I can tell you, that night we hardly got any sleep.
When one of the girls wanted to go to the loo, she
forced me to go along and stand guard outside. From
where I was, I could hear her singing Amazing Grace
to give herself courage while doing her business.
FIRST ON THE BLOCK
Office attendant, male,
45
I am quite used to returning home to my Bedok
flat very late at night without incident, but there was
one evening at about 11 pm, when something happened
to me that I will never forget for as long as I live.

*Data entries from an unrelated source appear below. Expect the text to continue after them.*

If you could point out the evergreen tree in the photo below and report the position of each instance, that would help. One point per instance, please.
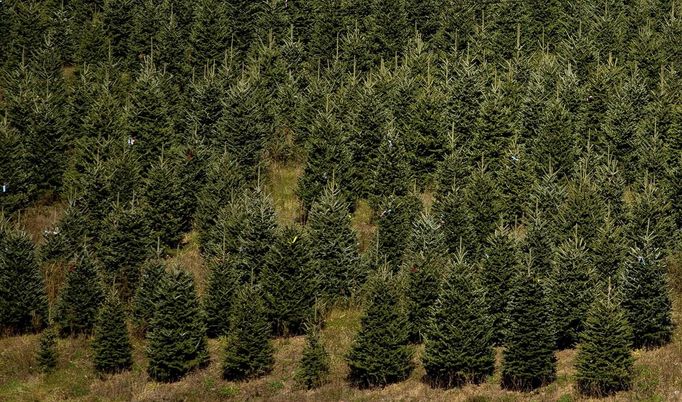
(17, 176)
(125, 244)
(528, 359)
(604, 363)
(288, 283)
(23, 299)
(147, 294)
(394, 227)
(328, 157)
(111, 344)
(458, 344)
(47, 350)
(484, 202)
(249, 353)
(571, 290)
(245, 125)
(223, 282)
(424, 266)
(176, 340)
(499, 265)
(380, 353)
(646, 296)
(163, 203)
(80, 298)
(334, 245)
(313, 368)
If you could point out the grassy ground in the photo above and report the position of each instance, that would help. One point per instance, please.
(658, 372)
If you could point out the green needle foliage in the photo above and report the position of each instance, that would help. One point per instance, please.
(528, 358)
(80, 298)
(111, 345)
(646, 296)
(147, 294)
(334, 245)
(499, 266)
(571, 290)
(47, 350)
(313, 368)
(458, 344)
(223, 282)
(288, 282)
(176, 340)
(604, 363)
(381, 353)
(23, 299)
(249, 353)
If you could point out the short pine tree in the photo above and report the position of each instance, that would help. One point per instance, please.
(334, 245)
(313, 368)
(146, 296)
(288, 282)
(424, 268)
(249, 353)
(646, 296)
(80, 298)
(571, 290)
(381, 353)
(604, 362)
(23, 299)
(111, 345)
(528, 358)
(176, 339)
(223, 282)
(499, 266)
(458, 344)
(47, 350)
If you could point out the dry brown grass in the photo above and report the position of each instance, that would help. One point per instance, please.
(658, 375)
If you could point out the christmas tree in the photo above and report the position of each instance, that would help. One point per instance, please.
(23, 299)
(646, 295)
(458, 344)
(604, 364)
(111, 343)
(528, 358)
(313, 367)
(176, 339)
(249, 353)
(81, 297)
(380, 353)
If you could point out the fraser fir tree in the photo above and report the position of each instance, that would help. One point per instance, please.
(604, 364)
(111, 344)
(125, 244)
(380, 353)
(499, 266)
(176, 340)
(646, 295)
(288, 282)
(528, 358)
(394, 227)
(424, 266)
(163, 203)
(571, 290)
(23, 299)
(17, 176)
(334, 245)
(458, 344)
(223, 282)
(80, 298)
(328, 157)
(249, 353)
(47, 354)
(147, 294)
(313, 368)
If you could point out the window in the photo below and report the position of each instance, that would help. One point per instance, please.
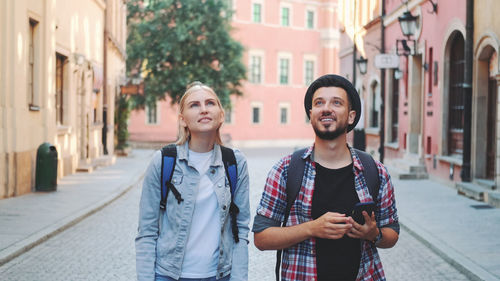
(456, 101)
(60, 61)
(32, 65)
(395, 109)
(228, 118)
(374, 110)
(309, 72)
(284, 70)
(256, 69)
(255, 114)
(152, 113)
(285, 16)
(257, 13)
(310, 19)
(284, 113)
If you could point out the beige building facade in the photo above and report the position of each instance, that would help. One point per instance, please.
(61, 65)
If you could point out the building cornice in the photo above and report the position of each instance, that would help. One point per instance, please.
(394, 14)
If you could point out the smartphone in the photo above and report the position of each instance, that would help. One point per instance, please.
(357, 212)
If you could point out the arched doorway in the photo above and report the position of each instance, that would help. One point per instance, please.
(456, 101)
(486, 99)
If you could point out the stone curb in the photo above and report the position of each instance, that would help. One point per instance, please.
(463, 264)
(35, 239)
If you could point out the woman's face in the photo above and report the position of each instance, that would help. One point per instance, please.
(202, 112)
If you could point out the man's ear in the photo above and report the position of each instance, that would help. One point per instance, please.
(352, 116)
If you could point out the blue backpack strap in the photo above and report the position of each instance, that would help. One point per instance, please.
(295, 175)
(231, 168)
(370, 173)
(168, 155)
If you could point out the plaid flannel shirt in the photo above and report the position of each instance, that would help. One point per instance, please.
(299, 261)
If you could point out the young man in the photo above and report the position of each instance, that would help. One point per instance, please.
(320, 240)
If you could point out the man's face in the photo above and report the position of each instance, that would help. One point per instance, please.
(330, 113)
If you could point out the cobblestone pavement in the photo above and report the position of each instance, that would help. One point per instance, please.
(101, 247)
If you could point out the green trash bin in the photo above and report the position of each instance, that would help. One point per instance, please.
(46, 168)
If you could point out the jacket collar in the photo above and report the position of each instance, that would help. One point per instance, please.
(183, 152)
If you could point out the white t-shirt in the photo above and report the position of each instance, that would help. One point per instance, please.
(202, 249)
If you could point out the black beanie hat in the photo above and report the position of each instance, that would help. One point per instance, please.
(332, 80)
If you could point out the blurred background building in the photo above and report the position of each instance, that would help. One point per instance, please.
(61, 64)
(287, 45)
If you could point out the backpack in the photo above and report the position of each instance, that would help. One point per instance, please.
(169, 155)
(295, 173)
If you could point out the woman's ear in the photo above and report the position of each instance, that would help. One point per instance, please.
(182, 122)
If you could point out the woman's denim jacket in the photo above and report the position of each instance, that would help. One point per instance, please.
(162, 244)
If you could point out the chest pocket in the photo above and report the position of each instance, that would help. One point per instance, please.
(177, 180)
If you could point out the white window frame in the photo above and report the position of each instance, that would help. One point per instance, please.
(285, 55)
(314, 59)
(290, 14)
(315, 18)
(229, 113)
(261, 3)
(261, 54)
(146, 111)
(284, 105)
(260, 106)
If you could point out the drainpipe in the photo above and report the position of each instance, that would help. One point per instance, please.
(382, 87)
(105, 85)
(354, 49)
(467, 88)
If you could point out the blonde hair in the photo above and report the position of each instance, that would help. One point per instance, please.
(184, 135)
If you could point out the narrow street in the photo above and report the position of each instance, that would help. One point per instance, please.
(101, 247)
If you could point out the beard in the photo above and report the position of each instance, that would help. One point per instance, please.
(331, 135)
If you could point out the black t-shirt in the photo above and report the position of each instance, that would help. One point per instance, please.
(334, 191)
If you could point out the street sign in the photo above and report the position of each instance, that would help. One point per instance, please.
(386, 61)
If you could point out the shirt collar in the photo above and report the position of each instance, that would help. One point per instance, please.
(355, 158)
(183, 151)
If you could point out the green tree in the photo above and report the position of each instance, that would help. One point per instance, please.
(172, 43)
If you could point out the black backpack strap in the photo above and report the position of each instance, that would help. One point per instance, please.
(168, 155)
(371, 173)
(295, 174)
(231, 168)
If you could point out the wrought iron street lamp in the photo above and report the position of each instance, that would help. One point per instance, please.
(362, 65)
(408, 23)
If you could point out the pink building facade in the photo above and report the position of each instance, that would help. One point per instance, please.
(430, 101)
(424, 92)
(287, 45)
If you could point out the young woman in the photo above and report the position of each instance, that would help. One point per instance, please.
(192, 239)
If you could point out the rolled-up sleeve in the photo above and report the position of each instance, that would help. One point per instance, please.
(239, 267)
(387, 216)
(149, 212)
(271, 209)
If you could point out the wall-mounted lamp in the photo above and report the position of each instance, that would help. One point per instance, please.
(434, 7)
(362, 64)
(403, 47)
(408, 23)
(398, 74)
(79, 59)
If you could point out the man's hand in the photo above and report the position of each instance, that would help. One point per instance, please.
(367, 231)
(331, 226)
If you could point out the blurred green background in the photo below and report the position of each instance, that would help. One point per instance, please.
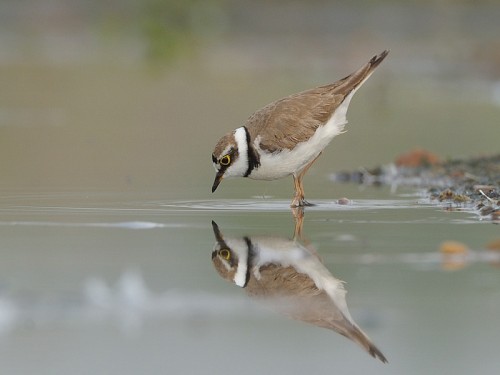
(133, 95)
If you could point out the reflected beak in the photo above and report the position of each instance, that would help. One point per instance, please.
(217, 233)
(218, 178)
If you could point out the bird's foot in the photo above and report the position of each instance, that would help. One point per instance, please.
(300, 202)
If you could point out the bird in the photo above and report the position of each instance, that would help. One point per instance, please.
(288, 135)
(291, 279)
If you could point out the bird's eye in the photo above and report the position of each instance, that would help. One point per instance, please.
(226, 159)
(225, 253)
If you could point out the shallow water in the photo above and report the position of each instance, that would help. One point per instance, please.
(113, 282)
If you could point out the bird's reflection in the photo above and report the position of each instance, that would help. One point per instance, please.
(291, 278)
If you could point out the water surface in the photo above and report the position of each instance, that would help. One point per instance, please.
(114, 282)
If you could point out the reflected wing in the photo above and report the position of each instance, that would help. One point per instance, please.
(295, 294)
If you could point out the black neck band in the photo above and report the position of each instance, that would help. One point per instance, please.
(253, 159)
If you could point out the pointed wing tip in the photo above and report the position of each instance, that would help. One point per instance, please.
(377, 59)
(375, 353)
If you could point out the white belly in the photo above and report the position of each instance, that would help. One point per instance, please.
(287, 162)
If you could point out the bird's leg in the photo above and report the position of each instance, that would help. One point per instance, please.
(298, 215)
(298, 199)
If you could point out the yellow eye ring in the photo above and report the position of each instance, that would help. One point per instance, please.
(225, 253)
(226, 160)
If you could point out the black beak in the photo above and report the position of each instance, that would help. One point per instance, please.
(218, 178)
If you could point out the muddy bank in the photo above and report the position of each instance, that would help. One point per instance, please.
(457, 183)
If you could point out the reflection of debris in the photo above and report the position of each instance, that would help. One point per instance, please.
(417, 158)
(461, 183)
(454, 255)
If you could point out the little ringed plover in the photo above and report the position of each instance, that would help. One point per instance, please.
(288, 135)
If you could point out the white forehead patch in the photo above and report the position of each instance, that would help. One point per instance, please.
(241, 249)
(240, 165)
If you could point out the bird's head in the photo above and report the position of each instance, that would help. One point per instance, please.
(230, 157)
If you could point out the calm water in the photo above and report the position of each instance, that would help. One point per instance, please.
(123, 283)
(105, 205)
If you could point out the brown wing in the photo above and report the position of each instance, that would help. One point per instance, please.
(288, 121)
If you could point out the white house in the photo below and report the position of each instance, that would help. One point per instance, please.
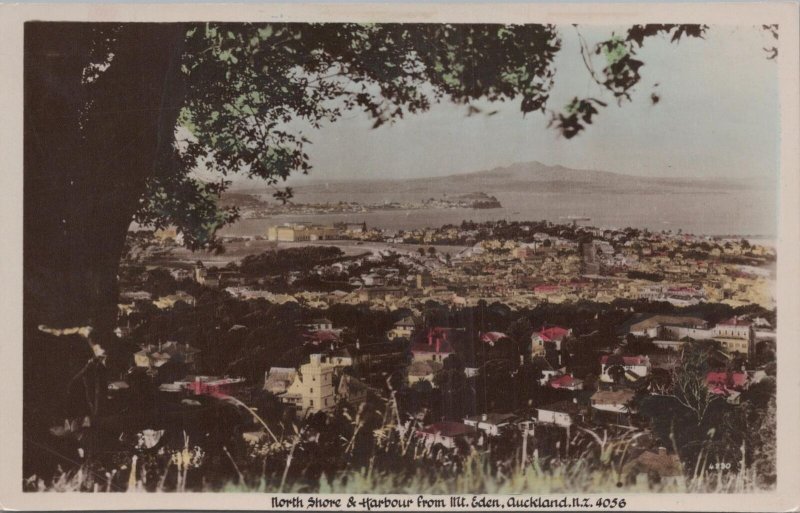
(490, 423)
(561, 413)
(312, 389)
(446, 433)
(635, 366)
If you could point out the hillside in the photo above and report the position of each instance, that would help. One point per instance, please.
(519, 177)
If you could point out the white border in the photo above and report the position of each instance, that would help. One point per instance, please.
(787, 495)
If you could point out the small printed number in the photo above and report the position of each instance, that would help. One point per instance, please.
(719, 466)
(610, 503)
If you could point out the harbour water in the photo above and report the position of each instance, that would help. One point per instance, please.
(746, 213)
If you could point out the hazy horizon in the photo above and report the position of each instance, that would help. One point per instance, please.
(717, 118)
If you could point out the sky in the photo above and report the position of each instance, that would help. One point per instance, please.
(717, 117)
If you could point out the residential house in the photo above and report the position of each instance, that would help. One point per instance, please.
(320, 324)
(312, 389)
(278, 379)
(614, 404)
(635, 367)
(561, 413)
(491, 423)
(422, 370)
(554, 335)
(436, 345)
(727, 384)
(446, 433)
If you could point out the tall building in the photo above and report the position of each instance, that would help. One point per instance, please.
(312, 389)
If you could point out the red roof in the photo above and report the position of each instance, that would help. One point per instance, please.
(322, 336)
(553, 333)
(723, 379)
(565, 381)
(734, 321)
(546, 288)
(491, 337)
(437, 340)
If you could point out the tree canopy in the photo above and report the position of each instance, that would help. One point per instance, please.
(248, 88)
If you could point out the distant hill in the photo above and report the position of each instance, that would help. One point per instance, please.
(520, 177)
(527, 175)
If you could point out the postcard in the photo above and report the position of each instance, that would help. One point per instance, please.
(387, 257)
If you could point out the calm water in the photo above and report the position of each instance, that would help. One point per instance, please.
(751, 213)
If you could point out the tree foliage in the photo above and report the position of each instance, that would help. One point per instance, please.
(252, 92)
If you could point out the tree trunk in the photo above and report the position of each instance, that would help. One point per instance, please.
(89, 148)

I had finished work and had gone to visit a friend
in another area before returning home because that
evening my wife and the children were going off to her
parents' house so there would have been nobody home
anyway.
I got down from the bus at the Bedok Reservoir
area and was walking up the path to my block, which
was a little distance away. As it was quite late, I was
not surprised to see that there were not too many
people around. But there was one girl ahead of me,
with very long hair and a good figure.
Of course, like any other male, I wanted to
have a look to see if she was as pretty in the face as
she looked from behind. So I walked a little faster to
overtake her.
When I passed her, I gave a quick glance
backwards to see what she looked like. Not bad. A bit
pale, but can do. Since I was in front, I just carried on
straight to my block, not turning to look back because I
didn't want to make her nervous by thinking I was
acting suspiciously.
By the time I reached my block, I had lost her.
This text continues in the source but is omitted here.